Sunday, May 06, 2007

Ola Podrida--Ola Podrida (2007)

Artist-Ola Podrida
Album-Ola Podrida
Release Date-April 24, 2007
Genre/Style-Alternative Singer/Songwriter Indie-Rock

Official Site-

Youtube online videos-

Review-The first release from David Wingo, who previously occupied himself by composing scores for David Gordon Green films, Ola Podrida (also the name of his solo project) is a pretty, Southern-inflected indie rock album, soft acoustic guitar arpeggios, various keyboard instruments, and brushed drums leading the way through its 11 tracks. Occasionally, like in "Lost and Found," Wingo picks up speed and adds some bass, but for the most part, things stay consistently calm, measured out carefully and with great attention to how they fit into the overall feel of the record. This, assuredly, must come from Wingo's film training, and with Ola Podrida he's able to write both the soundtrack and the script to a sweet, thoughtful movie, filmed in grainy colors with handheld cameras and plenty of shots of the wide expanse of the land, the fields, the sweeping greens and browns and grays, and, depending exactly on the setting (because Wingo is more Neil Young than Kris Kristofferson), the pecan trees, the tobacco fields, the cattle ranches, the frost-covered prairie grasses.
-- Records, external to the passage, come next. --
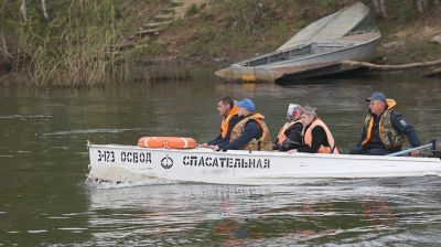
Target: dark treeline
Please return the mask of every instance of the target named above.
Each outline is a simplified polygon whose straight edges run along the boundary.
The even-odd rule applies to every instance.
[[[133,30],[139,12],[142,10],[149,12],[149,8],[160,7],[163,2],[160,0],[0,0],[0,85],[7,82],[37,87],[83,87],[115,82],[125,84],[133,80],[135,76],[148,78],[146,69],[133,71],[136,66],[132,65],[137,64],[133,57],[162,56],[166,55],[164,51],[171,49],[143,40],[140,41],[144,42],[142,49],[118,53],[115,52],[115,47],[123,41],[122,33],[127,29]],[[259,49],[266,49],[265,45],[280,43],[281,39],[292,35],[292,30],[301,28],[297,26],[299,23],[304,26],[312,19],[338,10],[354,0],[312,0],[308,1],[308,4],[288,0],[244,0],[236,3],[240,7],[236,9],[230,8],[230,4],[235,4],[233,2],[230,0],[206,1],[206,6],[215,10],[222,10],[223,4],[228,4],[229,12],[209,11],[209,8],[198,10],[192,7],[198,19],[190,18],[185,20],[186,22],[178,22],[173,26],[173,32],[179,33],[180,26],[181,29],[197,26],[201,29],[195,32],[200,33],[198,39],[192,41],[193,43],[178,42],[175,45],[182,46],[174,50],[179,53],[189,53],[187,57],[197,56],[197,52],[222,57],[228,55],[225,54],[226,52],[237,54],[234,47],[240,43],[249,44],[252,42],[249,40],[250,36],[262,36],[263,32],[268,32],[269,34],[263,36],[265,42],[255,41],[263,43]],[[440,9],[439,0],[364,0],[364,2],[375,9],[377,18],[390,22],[433,15],[433,11]],[[280,14],[280,11],[277,12],[277,9],[297,10],[295,7],[300,4],[306,4],[302,8],[308,9],[299,17],[295,17],[295,11],[287,15]],[[314,11],[316,14],[310,17],[310,13]],[[439,13],[435,14],[439,15]],[[283,20],[287,17],[297,19]],[[304,17],[308,21],[299,21]],[[202,24],[197,25],[197,22],[211,21],[214,24],[206,28]],[[278,24],[278,21],[288,24]],[[189,22],[195,23],[189,24]],[[225,40],[225,36],[219,35],[225,30],[218,30],[223,25],[214,28],[218,23],[225,23],[227,26],[224,28],[225,30],[237,32],[237,39]],[[267,23],[272,23],[270,26],[272,30]],[[187,33],[190,35],[192,32]],[[240,35],[244,40],[240,40]],[[277,40],[271,41],[271,36]],[[198,43],[197,40],[200,40]],[[203,45],[211,45],[211,47],[208,50]],[[256,45],[246,46],[256,47]]]

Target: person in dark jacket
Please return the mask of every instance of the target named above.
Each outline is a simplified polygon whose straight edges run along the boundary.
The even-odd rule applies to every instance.
[[[365,118],[362,138],[349,151],[351,154],[386,155],[398,152],[406,142],[405,137],[413,148],[421,146],[412,125],[394,109],[397,105],[394,99],[376,92],[366,100],[369,114]],[[419,151],[412,151],[411,155],[419,155]]]
[[[203,148],[218,149],[217,146],[225,146],[229,141],[229,136],[235,125],[239,121],[237,106],[234,105],[232,97],[226,96],[218,100],[217,111],[222,117],[220,131],[217,137],[208,142],[201,144]]]
[[[287,122],[279,130],[275,141],[273,150],[288,151],[295,149],[302,143],[303,125],[300,121],[302,107],[297,104],[290,104],[287,110]]]

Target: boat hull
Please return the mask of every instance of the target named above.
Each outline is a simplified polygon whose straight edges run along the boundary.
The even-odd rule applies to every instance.
[[[278,83],[281,79],[316,77],[355,69],[356,66],[342,66],[341,62],[370,62],[376,56],[375,51],[380,35],[377,33],[365,35],[370,36],[368,41],[355,42],[354,45],[342,46],[338,50],[312,53],[258,66],[246,66],[247,62],[241,62],[217,71],[215,74],[227,82]],[[262,55],[262,58],[270,56]]]
[[[287,184],[322,179],[441,175],[435,158],[215,152],[89,144],[89,178],[112,182]]]

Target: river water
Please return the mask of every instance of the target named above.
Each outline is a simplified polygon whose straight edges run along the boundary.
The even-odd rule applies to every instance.
[[[273,136],[289,103],[318,108],[336,141],[358,139],[374,90],[398,101],[422,141],[441,136],[441,80],[362,75],[305,84],[191,82],[86,90],[0,90],[0,246],[439,246],[441,180],[241,186],[86,182],[93,143],[218,131],[216,100],[250,97]]]

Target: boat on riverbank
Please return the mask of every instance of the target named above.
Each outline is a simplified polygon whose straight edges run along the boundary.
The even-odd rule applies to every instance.
[[[343,61],[370,62],[380,33],[369,9],[354,4],[301,30],[275,52],[215,72],[227,82],[276,82],[336,74],[356,66]]]
[[[441,176],[439,158],[150,149],[92,144],[89,179],[110,182],[290,184],[329,179]]]

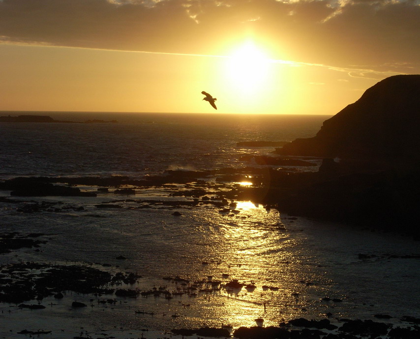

Cues are given — "a car crashed, everybody was OK" ("Lost and Found"), "She burned almost everything/Except for her wedding ring/She threw that in the sea" ("Cindy") — and scenes are played out — "We're out drinking at the bar, down each other's pants in the photo booth" ("Photo Booth") — love discovered and played out, with its problems and its benefits, nothing ever forgotten. Of course, there is no clean resolution, no credit-rolling ending when Ola Podrida sounds its final note, neither a clear break nor a promise to stay together. Instead, there's only sadness, longing, regret. "Something so frightening in this deep Western sky," Wingo murmurs in "Eastbound," his voice high and uncertain, over a picked banjo and strummed acoustic guitar, and, as the song comes to a conclusion, each instrument picking up in intensity, he sings, more strongly than he has before, "I'm not so stupid/I'm not such a fool/Do you think that I'll stop/Stop thinking of you?," a promise that things are not finished, that though screen is black, the music is done, the scene is not over.